Natacha Sansoz est une artiste française basée au Pays Basque (FR) .

 

Son rapport au travail est compulsif. Elle aime expérimenter la matière et me former régulièrement à de nouvelles techniques (sérigraphie, feutrage de laine, multimédia) pour enrichir ses installations. Régulièrement elle collabore avec d’autres artistes, mais aussi des techniciens, des artisans, des industries. Cet enrichissement permanent l’amène vers des univers inconnus et inscrit son travail dans le réel de l’autre. Elle accorde beaucoup d’importance au geste. Elle a besoin d’être dans l’action. Efficace et généreuse elle cherche à rendre son art accessible. Son processus de création s’inscrit dans la durée. Elle pense davantage en terme de projet que d’oeuvre. Elle pars souvent du réel. Comme un chercheur, elle commence par s’informer et s’appuie sur des faits historiques, sociaux, économiques, environnementaux. Elle mime la réalité, puis la transforme. L’humour a une part importante dans ses installations. Par le détournement d’objets, d’images, de logos, de faits, de mots, elle joue avec des problématiques sociétales, familières et amène souvent le public à prendre part à ses oeuvres. Ses installations sont chargées de références. Elle accorde beaucoup d’importance au détail. Elle donne beaucoup mais elle invite le public à aller chercher les « codes de décryptage », invitant le public à jouer, tout comme elle le fais en créant. Ces dernières années, elle sait attachée à développer trois projets abordant notre rapport au travail, traités à travers le prisme de la fibre et plus largement du vêtement. Chaque projet est ancré dans l’identité transversale d’un lieu, d’un territoire.

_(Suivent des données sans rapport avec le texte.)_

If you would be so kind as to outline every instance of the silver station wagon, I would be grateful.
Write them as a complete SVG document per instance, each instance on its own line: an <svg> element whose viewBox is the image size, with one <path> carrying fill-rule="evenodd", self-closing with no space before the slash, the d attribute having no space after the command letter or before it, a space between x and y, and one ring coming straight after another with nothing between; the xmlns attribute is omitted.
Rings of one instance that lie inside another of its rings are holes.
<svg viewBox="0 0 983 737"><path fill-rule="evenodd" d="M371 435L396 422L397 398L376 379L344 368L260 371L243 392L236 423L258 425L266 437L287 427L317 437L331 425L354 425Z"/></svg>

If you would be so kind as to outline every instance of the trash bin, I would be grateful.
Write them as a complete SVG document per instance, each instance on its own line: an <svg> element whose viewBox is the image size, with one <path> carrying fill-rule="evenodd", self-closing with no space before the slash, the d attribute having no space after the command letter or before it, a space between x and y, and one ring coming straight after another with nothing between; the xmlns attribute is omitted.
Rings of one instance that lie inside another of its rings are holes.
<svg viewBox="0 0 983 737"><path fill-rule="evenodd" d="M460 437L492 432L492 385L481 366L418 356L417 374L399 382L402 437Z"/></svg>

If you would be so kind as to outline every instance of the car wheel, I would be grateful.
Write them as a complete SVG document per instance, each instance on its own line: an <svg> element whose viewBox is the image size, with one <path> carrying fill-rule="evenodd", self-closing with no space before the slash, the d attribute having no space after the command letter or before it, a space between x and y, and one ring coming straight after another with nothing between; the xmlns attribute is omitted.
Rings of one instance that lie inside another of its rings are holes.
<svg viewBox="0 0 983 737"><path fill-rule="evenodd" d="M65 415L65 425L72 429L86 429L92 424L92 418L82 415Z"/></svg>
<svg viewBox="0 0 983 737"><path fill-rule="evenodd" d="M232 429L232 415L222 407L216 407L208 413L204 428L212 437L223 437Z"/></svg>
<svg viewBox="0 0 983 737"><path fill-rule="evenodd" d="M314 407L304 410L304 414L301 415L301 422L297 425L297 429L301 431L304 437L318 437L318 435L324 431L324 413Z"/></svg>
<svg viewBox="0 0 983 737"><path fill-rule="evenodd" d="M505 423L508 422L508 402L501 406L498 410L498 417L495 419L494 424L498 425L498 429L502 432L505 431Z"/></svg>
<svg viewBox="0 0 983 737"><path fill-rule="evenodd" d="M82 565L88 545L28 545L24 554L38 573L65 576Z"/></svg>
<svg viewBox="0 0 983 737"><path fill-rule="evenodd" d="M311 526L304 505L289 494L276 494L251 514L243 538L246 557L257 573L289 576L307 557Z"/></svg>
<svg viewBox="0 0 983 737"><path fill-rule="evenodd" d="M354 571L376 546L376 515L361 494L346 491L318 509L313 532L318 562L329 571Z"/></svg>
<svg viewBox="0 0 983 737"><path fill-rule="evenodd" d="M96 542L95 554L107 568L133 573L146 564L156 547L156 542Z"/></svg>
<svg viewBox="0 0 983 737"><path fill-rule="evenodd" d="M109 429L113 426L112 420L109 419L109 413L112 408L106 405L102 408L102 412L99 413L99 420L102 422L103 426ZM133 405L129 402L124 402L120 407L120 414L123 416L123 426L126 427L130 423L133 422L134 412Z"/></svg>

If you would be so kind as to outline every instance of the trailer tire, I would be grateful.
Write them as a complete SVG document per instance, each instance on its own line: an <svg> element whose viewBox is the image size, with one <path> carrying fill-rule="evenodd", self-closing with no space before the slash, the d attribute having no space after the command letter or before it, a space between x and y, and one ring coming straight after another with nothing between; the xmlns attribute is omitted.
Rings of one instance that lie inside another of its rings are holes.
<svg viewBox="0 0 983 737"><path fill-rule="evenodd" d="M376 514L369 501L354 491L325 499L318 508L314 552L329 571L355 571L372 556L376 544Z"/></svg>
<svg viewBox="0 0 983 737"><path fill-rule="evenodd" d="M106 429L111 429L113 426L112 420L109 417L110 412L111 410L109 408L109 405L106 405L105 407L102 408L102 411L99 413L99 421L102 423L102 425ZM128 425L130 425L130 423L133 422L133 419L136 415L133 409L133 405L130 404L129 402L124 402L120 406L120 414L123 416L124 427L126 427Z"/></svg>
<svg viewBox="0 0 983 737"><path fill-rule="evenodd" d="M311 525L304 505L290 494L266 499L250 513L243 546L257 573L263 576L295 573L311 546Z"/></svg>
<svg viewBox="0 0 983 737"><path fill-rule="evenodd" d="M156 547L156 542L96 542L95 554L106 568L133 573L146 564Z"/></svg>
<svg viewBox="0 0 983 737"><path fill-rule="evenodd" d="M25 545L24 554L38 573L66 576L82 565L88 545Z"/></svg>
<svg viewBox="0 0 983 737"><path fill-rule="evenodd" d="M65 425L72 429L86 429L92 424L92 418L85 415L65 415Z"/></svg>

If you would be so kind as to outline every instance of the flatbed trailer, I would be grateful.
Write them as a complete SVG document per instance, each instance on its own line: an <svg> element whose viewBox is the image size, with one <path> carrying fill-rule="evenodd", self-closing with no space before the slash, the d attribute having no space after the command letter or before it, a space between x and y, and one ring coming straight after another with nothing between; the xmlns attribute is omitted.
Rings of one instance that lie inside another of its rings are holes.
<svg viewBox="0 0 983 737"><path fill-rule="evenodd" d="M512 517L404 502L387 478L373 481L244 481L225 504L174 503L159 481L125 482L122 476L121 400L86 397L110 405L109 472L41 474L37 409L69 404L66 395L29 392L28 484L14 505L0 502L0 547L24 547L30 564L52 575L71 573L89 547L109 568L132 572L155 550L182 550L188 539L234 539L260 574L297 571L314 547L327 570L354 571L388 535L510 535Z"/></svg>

Sa proposition plastique : 

Trois cartographies en feutrine, à partir de laine seront suspendues aux alentours de la propriété et en son sein. Chacune d'elle aura un traitement et une taille différente et sera tendue sur un châssis carré, ou hexagonal en bois. Cette installation ferait écho au travail du tannage des peau à l’époque des Hommes préhistorique. Couleurs, broderies, symboles,

échantillons de flore, sont autant de techniques ou d'éléments de support qui orneront les « cartes/peau ».

La carte est un outil qui permet de matérialiser les espaces et les axes des mouvements. Le travail agricole dans la production d’oies ou de canard et en déplacement vers les pays de l’est (Bulgarie principalement). Le travail et délocalisé, il est nomade comme les tribus préhistoriques. A partir d'un travail d'observation mais aussi de recherches topographiques, scientifique, historiques, j'ai réalisé plusieurs cartes, topographies sensibles sur la notion du travail, du déplacement. Les cartes seront personnalisées à partir de différents graphismes schématiques qui reprennent l'image du virus de la grippe aviaire, responsable de la crise agricole qui touche leur exploitation mais aussi le mouvement des migration des hommes dans le monde. Image, dessin devenu signe, symbole.